30 novembre 2018, di Alessandra Caparello

Si sente parlare molto spesso negli ultimi giorni dei cosiddetti gilet gialli, un movimento di protesta nato in Francia che prende il nome da quei giubbotti gialli che la legge impone ai conducenti di auto in caso di incidenti o guasti alla vettura.

Centinaia di migliaia di cittadini francesi ad ottobre hanno indossato i loro giubbotti e sono scesi in piazza per protestare contro l’aumento dei prezzi del carburante deciso dal governo come conseguenza all’abbandono dei combustibili fossili.  Da ottobre 2017 a ottobre 2018, il prezzo alla pompa della benzina in Francia è aumentato del 15% e il diesel del 23% .

Aumenti che hanno irritato la gente comune, essenzialmente appartenente alla classe medio-borghese, che indossati i gilet gialli hanno iniziato a marciare pacificamente in città e province non mancando anche episodi di scontri con la polizia in tenuta antisommossa sugli Champs-Élysées a Parigi. Dopo il loro primo incontro con il ministro dell’Ambiente François de Rugy, i portavoce ufficiali del movimento, Eric Drouet e Priscillia Ludosky hanno confermato domani, sabato 1° dicembre, si terrà una nuova manifestazione di protesta agli Champs-Elysées.

La notizia arriva dopo che il presidente Emmanuel Macron, che ha paragonato le proteste di Parigi dello scorso sabato a “scene di guerra”, ha chiarito che non tornerà indietro sui suoi passi e che non cederà alla demagogia.

“Molti ritengono di poter risolvere meglio le difficoltà essendo belligeranti, isolazionisti e chiudendo le frontiere”.

Allo stesso tempo però Macron ha annunciato un leggero ammorbidimento della posizione del governo visto che, in risposta all’aumento dei prezzi del petrolio nei mercati internazionali, il governo esaminerà periodicamente se sospendere l’introduzione di aumenti previsti dei dazi sui carburanti.
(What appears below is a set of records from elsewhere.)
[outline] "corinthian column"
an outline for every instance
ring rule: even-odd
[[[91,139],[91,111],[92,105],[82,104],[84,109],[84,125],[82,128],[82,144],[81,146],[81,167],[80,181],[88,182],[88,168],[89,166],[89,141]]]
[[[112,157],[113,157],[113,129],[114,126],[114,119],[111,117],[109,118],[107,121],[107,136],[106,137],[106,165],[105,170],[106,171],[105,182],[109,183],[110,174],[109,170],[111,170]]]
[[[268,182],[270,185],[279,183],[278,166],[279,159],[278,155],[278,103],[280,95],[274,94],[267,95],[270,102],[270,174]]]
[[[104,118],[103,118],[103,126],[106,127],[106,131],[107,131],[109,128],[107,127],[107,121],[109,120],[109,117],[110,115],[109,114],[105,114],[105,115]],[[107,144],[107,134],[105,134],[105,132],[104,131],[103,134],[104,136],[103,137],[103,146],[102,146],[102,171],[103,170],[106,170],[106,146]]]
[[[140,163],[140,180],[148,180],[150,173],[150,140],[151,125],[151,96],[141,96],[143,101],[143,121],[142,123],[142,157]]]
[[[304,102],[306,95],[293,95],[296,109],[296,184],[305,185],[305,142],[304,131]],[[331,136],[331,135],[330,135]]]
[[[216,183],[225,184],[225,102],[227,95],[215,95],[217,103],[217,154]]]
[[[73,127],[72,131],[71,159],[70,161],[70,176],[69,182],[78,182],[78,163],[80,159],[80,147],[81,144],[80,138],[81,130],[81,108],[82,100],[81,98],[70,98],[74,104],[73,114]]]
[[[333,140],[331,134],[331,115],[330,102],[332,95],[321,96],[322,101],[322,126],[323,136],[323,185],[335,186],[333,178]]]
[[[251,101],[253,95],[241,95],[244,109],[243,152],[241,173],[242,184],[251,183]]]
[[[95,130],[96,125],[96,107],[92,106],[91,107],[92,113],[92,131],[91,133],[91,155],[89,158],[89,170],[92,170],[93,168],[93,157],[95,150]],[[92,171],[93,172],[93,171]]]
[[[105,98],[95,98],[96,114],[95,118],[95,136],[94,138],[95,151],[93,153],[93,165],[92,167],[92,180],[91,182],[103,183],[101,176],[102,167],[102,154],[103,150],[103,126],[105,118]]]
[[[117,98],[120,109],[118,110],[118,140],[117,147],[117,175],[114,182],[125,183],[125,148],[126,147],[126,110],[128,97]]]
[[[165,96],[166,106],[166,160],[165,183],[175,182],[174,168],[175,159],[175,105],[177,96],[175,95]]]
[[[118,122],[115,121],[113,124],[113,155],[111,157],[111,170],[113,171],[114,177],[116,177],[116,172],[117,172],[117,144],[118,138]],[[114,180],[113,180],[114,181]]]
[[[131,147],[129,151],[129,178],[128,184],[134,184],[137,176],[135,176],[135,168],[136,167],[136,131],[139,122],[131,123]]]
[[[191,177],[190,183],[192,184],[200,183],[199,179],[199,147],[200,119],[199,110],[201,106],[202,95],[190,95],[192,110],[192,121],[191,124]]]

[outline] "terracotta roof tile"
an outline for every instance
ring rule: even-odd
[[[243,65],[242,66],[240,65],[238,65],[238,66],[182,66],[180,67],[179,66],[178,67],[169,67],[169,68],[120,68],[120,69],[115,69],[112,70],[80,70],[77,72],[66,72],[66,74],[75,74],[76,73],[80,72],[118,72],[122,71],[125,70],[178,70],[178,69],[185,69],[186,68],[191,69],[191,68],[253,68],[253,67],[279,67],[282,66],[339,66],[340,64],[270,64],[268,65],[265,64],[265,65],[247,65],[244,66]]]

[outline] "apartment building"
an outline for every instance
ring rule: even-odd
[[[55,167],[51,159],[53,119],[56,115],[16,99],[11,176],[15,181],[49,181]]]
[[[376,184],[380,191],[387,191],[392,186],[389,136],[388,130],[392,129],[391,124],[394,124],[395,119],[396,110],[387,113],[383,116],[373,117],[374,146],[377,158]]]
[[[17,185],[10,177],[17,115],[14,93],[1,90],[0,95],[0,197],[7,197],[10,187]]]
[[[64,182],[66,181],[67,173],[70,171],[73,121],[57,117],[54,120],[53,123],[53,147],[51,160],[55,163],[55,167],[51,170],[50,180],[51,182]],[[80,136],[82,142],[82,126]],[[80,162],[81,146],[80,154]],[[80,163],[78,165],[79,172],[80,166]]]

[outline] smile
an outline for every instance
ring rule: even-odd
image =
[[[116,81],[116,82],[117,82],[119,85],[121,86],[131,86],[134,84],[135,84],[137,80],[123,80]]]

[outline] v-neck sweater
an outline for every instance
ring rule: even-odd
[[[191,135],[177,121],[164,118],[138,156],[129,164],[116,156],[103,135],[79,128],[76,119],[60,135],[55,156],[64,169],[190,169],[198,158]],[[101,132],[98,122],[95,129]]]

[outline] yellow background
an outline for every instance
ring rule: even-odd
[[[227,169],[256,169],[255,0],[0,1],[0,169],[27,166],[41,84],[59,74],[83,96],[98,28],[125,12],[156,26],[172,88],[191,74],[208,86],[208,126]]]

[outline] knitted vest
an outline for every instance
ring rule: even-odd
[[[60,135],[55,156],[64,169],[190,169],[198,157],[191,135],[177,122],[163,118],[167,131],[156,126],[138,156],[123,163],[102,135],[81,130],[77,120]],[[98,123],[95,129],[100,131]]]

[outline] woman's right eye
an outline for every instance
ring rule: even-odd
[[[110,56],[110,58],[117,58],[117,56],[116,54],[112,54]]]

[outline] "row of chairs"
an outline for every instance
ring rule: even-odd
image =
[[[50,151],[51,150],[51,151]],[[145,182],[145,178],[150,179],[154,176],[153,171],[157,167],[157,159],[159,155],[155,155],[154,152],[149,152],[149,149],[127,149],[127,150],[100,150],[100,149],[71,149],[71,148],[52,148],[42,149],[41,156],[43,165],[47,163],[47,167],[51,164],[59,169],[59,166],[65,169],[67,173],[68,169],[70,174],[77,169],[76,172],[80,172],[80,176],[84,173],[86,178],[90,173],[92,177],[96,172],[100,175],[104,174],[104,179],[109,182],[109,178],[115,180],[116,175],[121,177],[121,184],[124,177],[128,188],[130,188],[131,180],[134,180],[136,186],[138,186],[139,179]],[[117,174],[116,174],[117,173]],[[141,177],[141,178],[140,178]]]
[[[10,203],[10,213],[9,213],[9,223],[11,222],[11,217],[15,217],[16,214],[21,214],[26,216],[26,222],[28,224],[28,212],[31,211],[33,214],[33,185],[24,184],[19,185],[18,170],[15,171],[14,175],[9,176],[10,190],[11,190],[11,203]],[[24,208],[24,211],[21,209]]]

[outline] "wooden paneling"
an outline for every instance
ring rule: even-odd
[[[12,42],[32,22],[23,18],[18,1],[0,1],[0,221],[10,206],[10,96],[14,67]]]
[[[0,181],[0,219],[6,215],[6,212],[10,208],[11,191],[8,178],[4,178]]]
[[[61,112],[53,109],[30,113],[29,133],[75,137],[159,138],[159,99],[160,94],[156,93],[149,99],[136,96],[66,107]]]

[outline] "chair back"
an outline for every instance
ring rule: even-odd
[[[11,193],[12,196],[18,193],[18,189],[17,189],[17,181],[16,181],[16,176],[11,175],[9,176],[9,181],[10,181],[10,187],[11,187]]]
Certo è che il presidente francese si mostra per la prima volta nella sua presidenza abbastanza preoccupato. Questo perché i gilet gialli oltre allo stop dell’aumento dei carburanti  sta stilando altre richieste come l’aumento del salario minimo e l’abbassamento di tutte le tasse. A ciò si aggiunge il calo della popolarità di Macron che da gennaio 2018 è scesa del 25%, mentre i sondaggi indicano che circa il 70% della popolazione sostiene ora il movimento di protesta che ha chiede in massa le dimissioni di Macron.